Washington ha intensificado, de manera sistemática, su presión diplomática y legislativa para que México enfrente de forma más directa al crimen organizado. La administración estadounidense ha considerado públicamente la catalogación de grupos criminales mexicanos como organizaciones terroristas—una medida que trasciende lo semántico para convertirse en instrumento de política exterior.

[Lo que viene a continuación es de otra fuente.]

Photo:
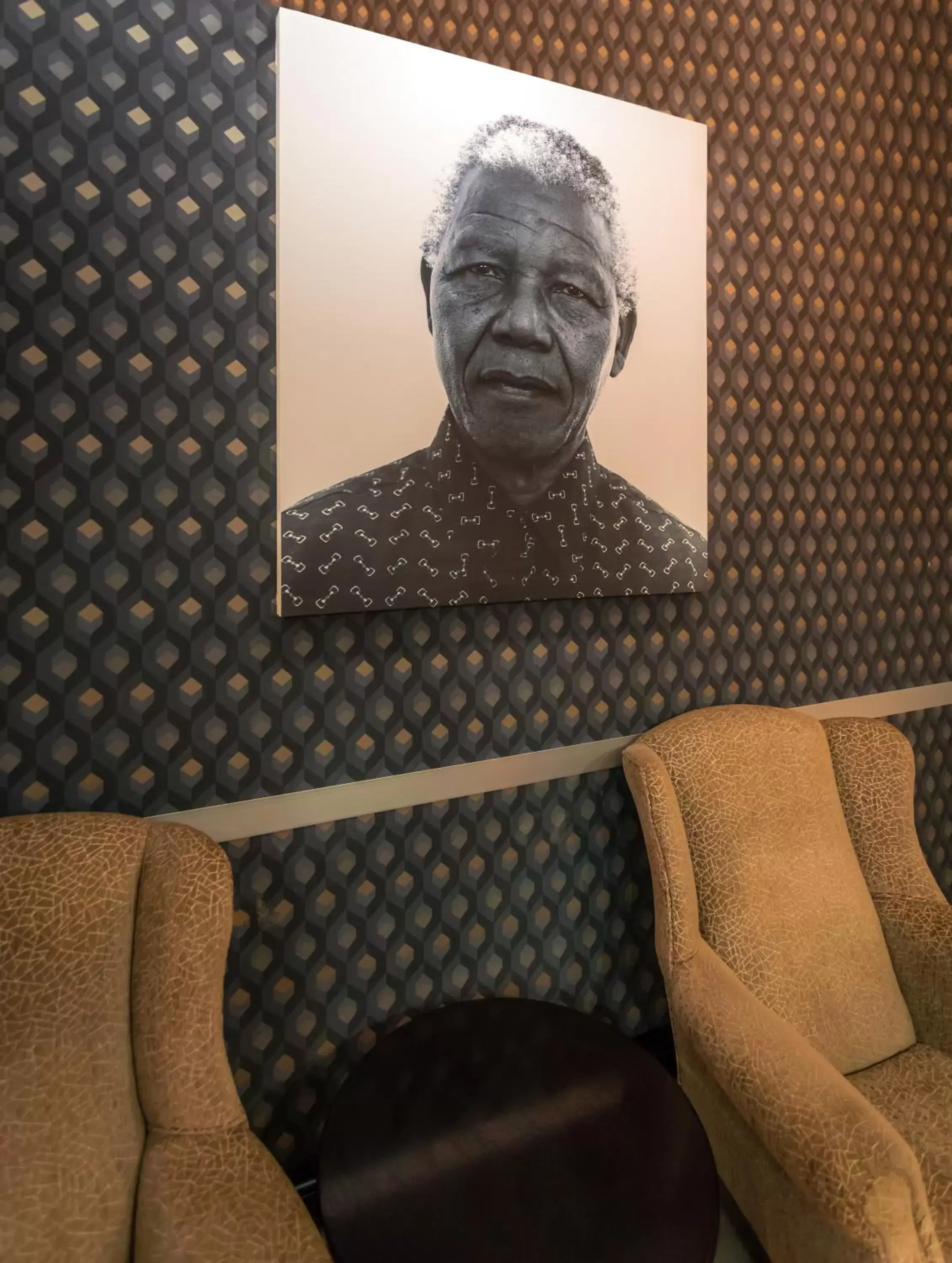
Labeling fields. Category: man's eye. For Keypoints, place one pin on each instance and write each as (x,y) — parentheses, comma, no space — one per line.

Si cárteles mexicanos fuesen designados como entidades terroristas por Washington, México estaría obligado, por tratados de cooperación y por lógica de seguridad hemisférica, a adoptar los mismos protocolos que aplica a cualquier organización designada como terrorista. Esto incluiría sanciones económicas, bloqueos financieros coordinados con el sistema bancario estadounidense, y operaciones de inteligencia conjunta que México difícilmente podría rechazar sin fracturar su relación bilateral con su principal socio comercial.

La reclasificación de Coahuayana debe leerse en este contexto: México enfrenta presión simultáneamente desde adentro—donde la evidencia del atentado demanda respuesta firme—y desde afuera, donde Washington incrementa la demanda de que Mexico tipifique criminalidad como terrorismo.

Pero en lugar de activar esa presión como justificación para fortalecer su respuesta institucional, el Estado mexicano hizo lo contrario: evitó la clasificación terrorista, presumiblemente para mantener márgenes de negociación con estructuras criminales que aún considera manejables dentro del marco de "delincuencia organizada".

El atentado: sofisticación que no puede negarse

Coahuayana no fue un acto de vandalismo urbano. Fue un atentado perpetrado con armas de carácter militar, planificado con precisión quirúrgica, ejecutado contra una instalación de seguridad pública en región disputada. El despliegue operativo—adquisición de explosivos, transporte de armamento militar, reconocimiento del objetivo, coordinación ejecutiva—no surge de la espontaneidad. Es la firma de una red criminal sofisticada.

La narrativa del Secretario García Harfuch—que esto es simplemente una pugna territorial entre cárteles—trivializa un acto que demanda respuesta institucional de otra magnitud. Esa interpretación, cómoda para evitar activar marcos internacionales, deviene insostenible cuando Washington observa atentados con bombas contra instituciones públicas y espera que México responda con toda la envergadura de sus tratados internacionales.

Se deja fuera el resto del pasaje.